荒々しい足音とともに、抜き身の剣をもった男達が小屋の中に
入ってきて、最後の男が
「いました!」
と、外にむかって声をあげる。
はっとミュアから身体を離したグレイが、背後にミュア庇いながら
立ちあがった。
「こんなところに、しかも王妃とともにいるとはね」
こつっと足音がし、呆れたような、うんざりしたような声が
戸口から聞こえ、あらわれたのはジョルジュだった。
彼は荒くれた男たちの後ろに立つと、ふうと大きなため息をつく。
「家族にも婚約者にも甘やかされ、夢をみているだけの
お姫様だと思っていたけど、どうやら違ったようだね。
国王をさがしに、こんなところまでやってくるとは。
ふうん、なるほど……そんなに、グレイがいい?。
あんなに熱烈なラブレターを、兄に送っていた
あなただったのに?」
しんそこわからないから聞いているという声でそういい、
悪さをした子供をながめる目で、グレイとミュアを見たジョルジュは、
さも憎々しげに顔をゆがめた。
「たいしたもんだな、グレイ。

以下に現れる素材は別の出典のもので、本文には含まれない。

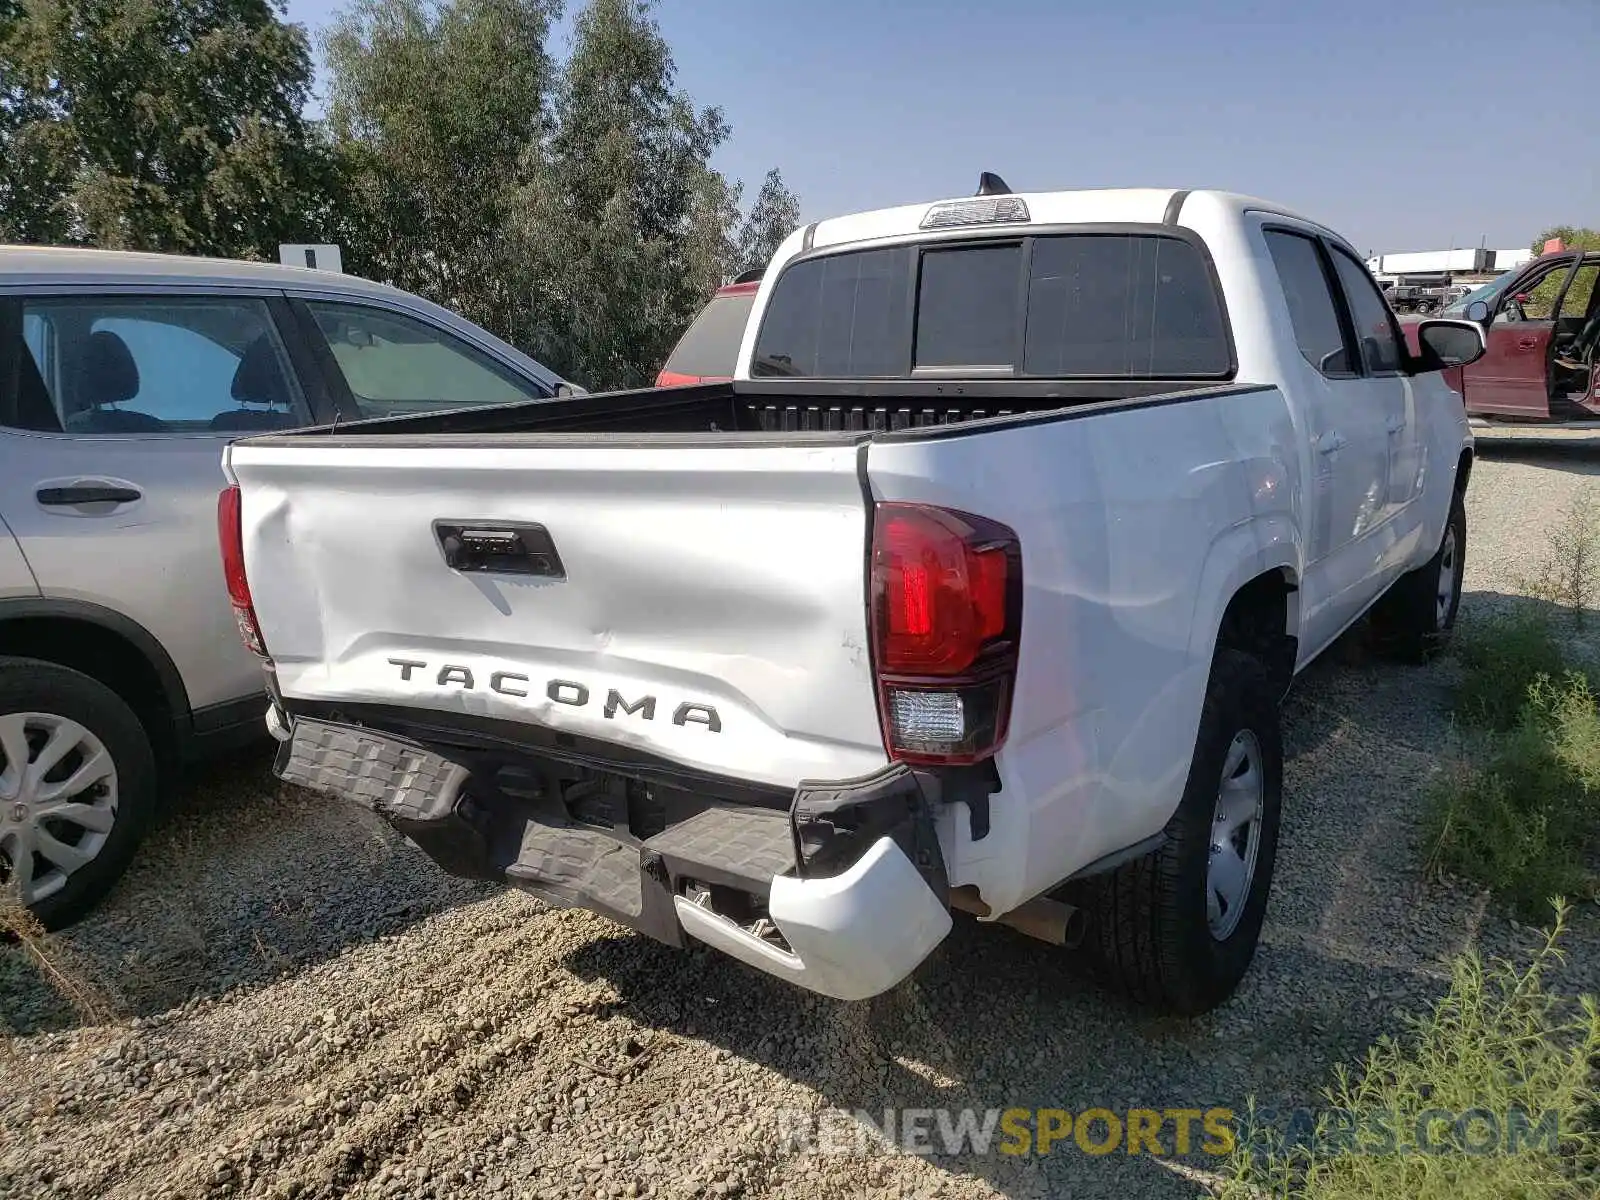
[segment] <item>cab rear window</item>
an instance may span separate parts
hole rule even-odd
[[[751,374],[1225,379],[1233,347],[1200,249],[1166,233],[847,251],[773,288]]]

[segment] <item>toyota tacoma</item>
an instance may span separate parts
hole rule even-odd
[[[1484,339],[1416,336],[1282,206],[986,174],[794,231],[731,381],[235,442],[277,770],[828,996],[954,911],[1203,1012],[1294,675],[1455,620]]]

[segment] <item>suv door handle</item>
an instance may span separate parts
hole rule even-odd
[[[143,493],[114,483],[77,483],[71,487],[43,487],[34,493],[40,504],[52,508],[70,504],[132,504]]]
[[[1538,344],[1539,344],[1539,339],[1538,338],[1518,338],[1517,339],[1517,349],[1518,350],[1532,350]]]
[[[1389,429],[1390,433],[1399,433],[1405,427],[1406,427],[1406,419],[1404,417],[1390,417],[1389,418],[1388,429]]]
[[[1344,434],[1337,429],[1330,429],[1317,439],[1318,454],[1335,454],[1343,450],[1350,443],[1345,441]]]

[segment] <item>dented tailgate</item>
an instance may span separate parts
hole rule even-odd
[[[230,448],[290,700],[475,714],[781,786],[881,767],[858,447]]]

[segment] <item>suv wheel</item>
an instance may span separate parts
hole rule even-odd
[[[47,928],[83,916],[138,847],[156,798],[144,726],[110,688],[0,658],[0,889]]]
[[[1137,1003],[1206,1012],[1233,994],[1255,957],[1283,788],[1276,695],[1259,660],[1219,649],[1165,844],[1084,881],[1088,949]]]

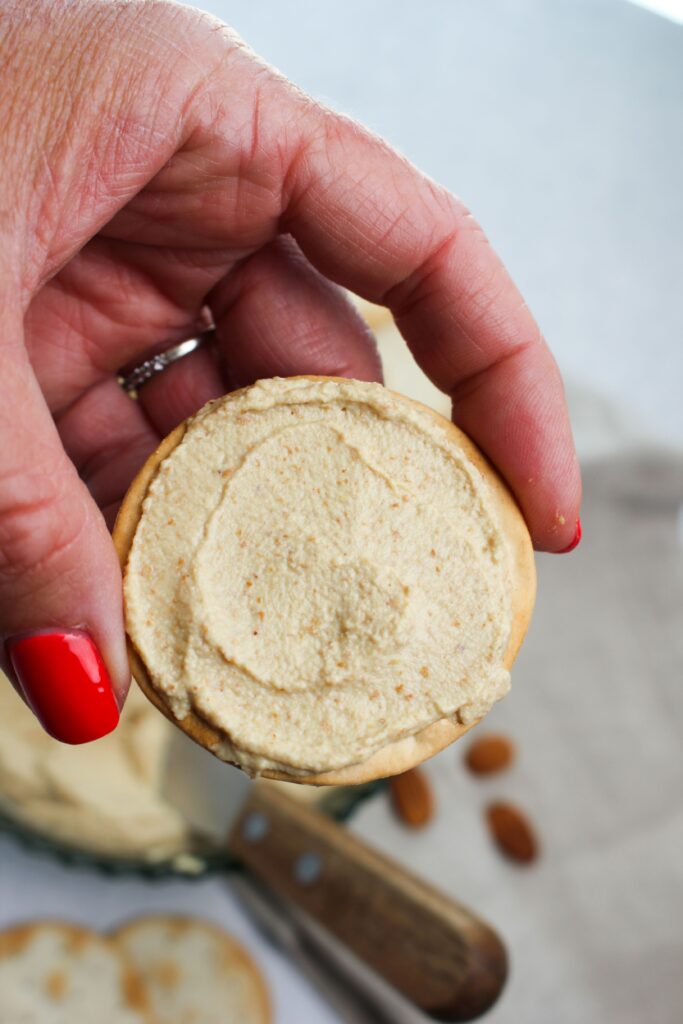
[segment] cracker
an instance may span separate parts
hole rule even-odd
[[[332,377],[315,377],[305,375],[305,380],[340,380]],[[536,594],[536,570],[533,547],[529,531],[520,509],[508,487],[476,445],[456,426],[433,409],[413,399],[397,395],[403,402],[410,402],[422,413],[433,418],[438,427],[444,431],[450,441],[466,458],[474,464],[487,481],[498,518],[508,544],[512,567],[511,609],[512,621],[510,637],[503,658],[505,668],[510,668],[517,656],[526,634]],[[133,543],[138,521],[142,514],[142,504],[147,490],[154,479],[160,464],[180,444],[185,434],[186,425],[181,423],[159,445],[144,464],[124,498],[114,528],[116,545],[121,566],[125,572],[128,555]],[[220,747],[223,734],[214,729],[208,722],[190,711],[184,718],[176,719],[162,694],[154,687],[139,651],[132,641],[128,640],[128,653],[133,676],[150,701],[170,721],[179,725],[192,739],[207,749]],[[414,735],[403,737],[375,751],[365,761],[348,765],[334,771],[320,774],[288,774],[282,771],[265,770],[266,778],[287,782],[299,782],[318,786],[358,785],[385,778],[407,771],[427,758],[443,750],[454,740],[464,735],[476,722],[462,724],[454,719],[440,719],[432,722]],[[239,766],[238,766],[239,767]]]
[[[157,1024],[125,953],[61,921],[0,932],[0,1021]]]
[[[150,916],[117,929],[114,943],[135,965],[164,1024],[269,1024],[266,983],[246,950],[193,918]]]

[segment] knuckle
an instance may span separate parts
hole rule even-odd
[[[392,308],[397,316],[409,315],[417,306],[424,304],[438,289],[440,278],[449,263],[458,259],[465,248],[471,248],[473,240],[478,245],[486,244],[486,237],[469,210],[450,195],[440,195],[439,207],[443,208],[443,219],[448,224],[445,233],[436,233],[429,238],[423,252],[408,273],[393,284],[383,295],[382,303]],[[478,283],[475,283],[478,287]],[[467,296],[460,296],[460,300]]]
[[[122,17],[133,21],[136,33],[142,30],[156,40],[162,51],[172,51],[175,61],[192,62],[202,74],[210,73],[213,62],[220,62],[227,52],[247,49],[220,18],[175,0],[134,0],[123,8]]]
[[[5,476],[0,500],[0,582],[59,572],[85,525],[82,506],[72,512],[58,478]]]

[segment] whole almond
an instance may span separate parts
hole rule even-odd
[[[434,795],[425,772],[411,768],[389,780],[391,802],[401,821],[423,828],[434,817]]]
[[[491,835],[501,853],[519,864],[530,864],[538,856],[538,840],[529,819],[519,807],[503,802],[486,810]]]
[[[508,768],[515,759],[512,740],[500,733],[487,733],[470,744],[465,764],[475,775],[493,775]]]

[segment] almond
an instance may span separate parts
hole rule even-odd
[[[411,768],[389,780],[391,802],[401,821],[411,828],[423,828],[434,817],[434,796],[429,779],[419,768]]]
[[[502,802],[490,804],[486,820],[501,853],[520,864],[536,860],[538,840],[529,819],[519,807]]]
[[[479,736],[465,754],[465,764],[475,775],[493,775],[508,768],[515,759],[512,740],[499,733]]]

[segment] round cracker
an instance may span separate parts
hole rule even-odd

王族をたらしこむのが
上手いのはやっぱり血のせいか」
ぐっとグレイの肩がこわばる。
グレイの様子に、一転して冷ややかな視線を送り、ジョルジュの口調が
いつもの嫌みたらしいものにもどり、
「余計な段取りがふえたが、王城でおとなしくしていない、
あなたたちが悪いのですよ」
と、彼が合図すると、男たちが一斉に、グレイとミュアに剣をむけた。